Meo si mise a tremare.

– Senta, signor Barnaba, diss'egli, io sono un povero diavolo che tutti maltrattano, a cominciare da Maddalena. Il padrone mi tien peggio d'un cane e so io quanta conoscenza hanno i miei calzoni qui di dietro con quella scarpaccia grossa del suo lungo piede destro… Le voglio contar questa: un giorno entro nel gabinetto che il medichino vi era solo con Maddalena. Quel prepotente, perchè gli è un prepotente sa! mi si volta a guardarmi con certi occhi che parevano quelli d'un basilisco. «Che cosa vieni a far tu qui? scimunito» mi dice con una faccia da Caifasso; io che avevo una rabbia maledetta perchè vedevo Maddalena seduta sulle ginocchia di lui, con un braccio passatogli intorno al collo, gli ho risposto non so più che parole, che egli trovò insolenti. «Ah ah gli è così che rispondi a me!» disse il medichino con quel suo tono che farebbe paura ad un tamburo maggiore, «ti vo' insegnar io la creanza.» Si tolse Maddalena dalle ginocchia e si alzò venendo tranquillamente verso di me. Se non ci fosse stata lì Maddalena, sarei scappato, ma in sua presenza ebbi vergogna e volli fare il bravo. « – Non mi tocchi, gridai, o ch'io le perdo il rispetto.» E' non parve aver udito nemmanco; mi appoggiò le sue mani sulle spalle e premette di guisa che, volere o volare, dovetti chinarmi giù e non arrestarmi finchè non fui in ginocchio a lui dinanzi; allora mi prese le due orecchie e me le tirò da farmi far sangue dicendo: «Ecco di che modo si puniscono i ragazzacci riottosi. Tu, Meo, adesso mi domanderai perdono e mi prometterai di star sempre buonino e rispettoso per l'avvenire.» Dovetti domandare e promettere ciò che volle; e intanto Maddalena si sganasciava dalle risa per le mie smorfie; diceva essa che erano ridevolissime, per la mia figura, per la mia umiliazione. Quando n'ebbe abbastanza di questo mio tormento, il medichino mi fece drizzare e mi congedò con un saluto a uso Pelone che mi fece saltar fuori della porta. Udii dietro di me le risa di Maddalena raddoppiare…

– E tu, stupidaccio, interruppe Barnaba con forza, esiteresti a vendicarti di quell'uomo?.. Ma che cosa hai dunque tu nelle vene invece di sangue?

– Ah! ci ho pensato ben bene e delle belle volte a vendicarmi: disse Meo con un sospiro e con una specie di fremito. Ma come poterlo? Non me ne veniva in mente nessun mezzo. Siccome queste venute del medichino si volevano tener segrete, ed a me s'era proibito di nominarlo perfino, quell'uomo, capivo bene che, se avessi parlato, avrei fatto a tutti loro una bella rabbia; ma mi hanno minacciato tante volte che alla prima parola che mi fuggisse di bocca io sarei un uomo morto, che non ho mai osato… Ella dunque vede la mia condizione… Se parlo, zaffete, quattro dita di lama nella coratella.

– Dallo in mio potere quell'uomo, ed egli non ti potrà nuocere mai più.

– Egli, va bene… ma ce ne ha tanti d'amici e servitori… cominciando da Pelone.

– Preso lui, saranno presi anche gli altri…

– Ma prima che li prendano…

– Ebbene, ti salverò io senza fallo dai loro coltelli…

– Oh come? oh come?

– Tu lascierai la bettola e verrai meco. Ti terrò nascosto fino a che ogni pericolo per te non sia dileguato.

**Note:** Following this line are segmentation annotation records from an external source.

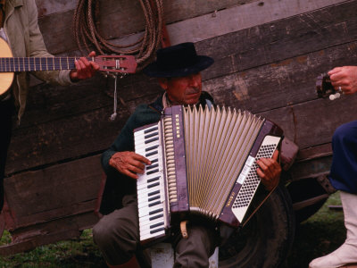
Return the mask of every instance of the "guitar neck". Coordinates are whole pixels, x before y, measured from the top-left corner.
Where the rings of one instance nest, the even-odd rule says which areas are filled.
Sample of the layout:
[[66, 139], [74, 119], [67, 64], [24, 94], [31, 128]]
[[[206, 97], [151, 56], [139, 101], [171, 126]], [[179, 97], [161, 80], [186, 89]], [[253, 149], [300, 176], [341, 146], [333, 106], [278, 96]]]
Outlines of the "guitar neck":
[[[76, 69], [74, 62], [79, 57], [17, 57], [0, 58], [0, 72], [56, 71]], [[93, 58], [87, 58], [94, 61]]]

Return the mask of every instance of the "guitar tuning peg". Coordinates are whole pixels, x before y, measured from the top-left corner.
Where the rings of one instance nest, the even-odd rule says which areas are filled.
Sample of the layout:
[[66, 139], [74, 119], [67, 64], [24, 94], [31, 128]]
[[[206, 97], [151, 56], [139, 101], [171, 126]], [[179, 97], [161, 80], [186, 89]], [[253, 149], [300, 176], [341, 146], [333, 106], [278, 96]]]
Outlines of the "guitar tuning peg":
[[336, 100], [336, 99], [339, 98], [340, 96], [341, 96], [341, 94], [337, 92], [337, 93], [336, 93], [336, 94], [330, 95], [330, 96], [328, 96], [328, 98], [329, 98], [330, 100]]

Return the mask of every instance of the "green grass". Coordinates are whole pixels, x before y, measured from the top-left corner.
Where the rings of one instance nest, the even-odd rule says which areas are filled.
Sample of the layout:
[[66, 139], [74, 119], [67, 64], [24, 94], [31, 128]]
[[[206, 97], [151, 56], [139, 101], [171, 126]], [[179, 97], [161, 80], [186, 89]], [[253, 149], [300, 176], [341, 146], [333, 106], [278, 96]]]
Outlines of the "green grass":
[[[339, 194], [332, 195], [317, 214], [298, 226], [293, 250], [284, 268], [306, 268], [311, 260], [332, 252], [345, 241], [343, 212], [328, 207], [329, 205], [340, 204]], [[5, 232], [0, 246], [10, 241], [10, 234]], [[106, 265], [93, 243], [91, 230], [86, 230], [79, 239], [0, 257], [0, 267], [104, 268]]]
[[331, 253], [344, 243], [344, 213], [328, 208], [330, 205], [341, 205], [338, 192], [330, 196], [318, 213], [297, 226], [286, 268], [308, 267], [312, 259]]
[[[0, 245], [10, 241], [4, 232]], [[0, 267], [106, 267], [100, 252], [92, 240], [92, 230], [86, 230], [79, 239], [38, 247], [27, 253], [0, 257]]]

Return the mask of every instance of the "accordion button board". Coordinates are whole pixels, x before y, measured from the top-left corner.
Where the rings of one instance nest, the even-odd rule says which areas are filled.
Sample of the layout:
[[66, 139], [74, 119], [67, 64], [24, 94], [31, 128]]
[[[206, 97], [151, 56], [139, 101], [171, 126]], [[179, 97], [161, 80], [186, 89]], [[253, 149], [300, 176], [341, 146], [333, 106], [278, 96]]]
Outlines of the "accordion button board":
[[145, 244], [197, 214], [238, 227], [260, 185], [256, 161], [272, 156], [283, 131], [246, 111], [176, 105], [134, 134], [152, 162], [137, 183]]

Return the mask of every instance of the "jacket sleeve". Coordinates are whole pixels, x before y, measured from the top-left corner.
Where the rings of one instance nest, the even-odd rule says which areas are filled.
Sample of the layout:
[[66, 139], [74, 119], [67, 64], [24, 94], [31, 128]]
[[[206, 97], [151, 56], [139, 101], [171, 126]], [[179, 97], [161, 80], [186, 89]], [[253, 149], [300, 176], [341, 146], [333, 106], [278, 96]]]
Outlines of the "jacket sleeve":
[[112, 169], [109, 165], [112, 155], [117, 152], [134, 151], [134, 135], [136, 115], [133, 113], [122, 128], [120, 133], [115, 138], [113, 144], [102, 155], [102, 166], [104, 172], [108, 173]]
[[[29, 1], [27, 4], [29, 14], [29, 57], [52, 57], [46, 48], [42, 34], [37, 22], [37, 8], [35, 0]], [[72, 84], [70, 79], [71, 70], [33, 71], [32, 73], [41, 80], [54, 85], [67, 86]]]

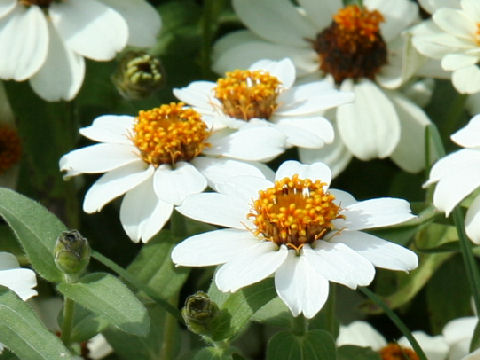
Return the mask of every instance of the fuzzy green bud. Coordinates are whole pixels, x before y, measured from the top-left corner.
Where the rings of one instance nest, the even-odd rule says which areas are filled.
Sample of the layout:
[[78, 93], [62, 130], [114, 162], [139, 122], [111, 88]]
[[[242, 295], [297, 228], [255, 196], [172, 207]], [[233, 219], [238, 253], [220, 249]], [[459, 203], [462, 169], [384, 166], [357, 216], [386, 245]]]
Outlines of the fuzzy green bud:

Meo tornò a grattarsi in testa con quel suo modo furibondo.

– Abbandonare l'osteria!.. Ma gli è che così non potrò più vedere la Maddalena… So bene che la mi disprezza, vedo che sempre più mi maltratta; ma che cosa vuole? a me mi fa piacere il vederla.

– Scimunito! Non capisci che facendo a mio modo tu ti privi per alcuni giorni della vista di lei, ma arrivi poi a possederla per sempre?

– Davvero?

– Te lo guarentisco.

– Dunque io sono il suo uomo… Faccia di me quello che vuole.

– Voglio che tu mi riveli per dove e come si entra in quel segreto ridotto.

– Ah! codesto io non lo so…

– Bada Meo!..

Questi si pose una mano sul petto,

– In fede di galantuomo, diss'egli, non lo so davvero.

Barnaba stette un momento raccolto in sè.

– L'ingresso è di certo nel camerino dell'osteria, poichè ieri sera alla mia venuta il medichino non è venuto fuori per l'uscio a vetri, e quando io entrai colà non c'era più. Sei tu capace di scoprire dov'è questo nascosto passaggio, se nella parete o nel pavimento, e di che guisa si apre?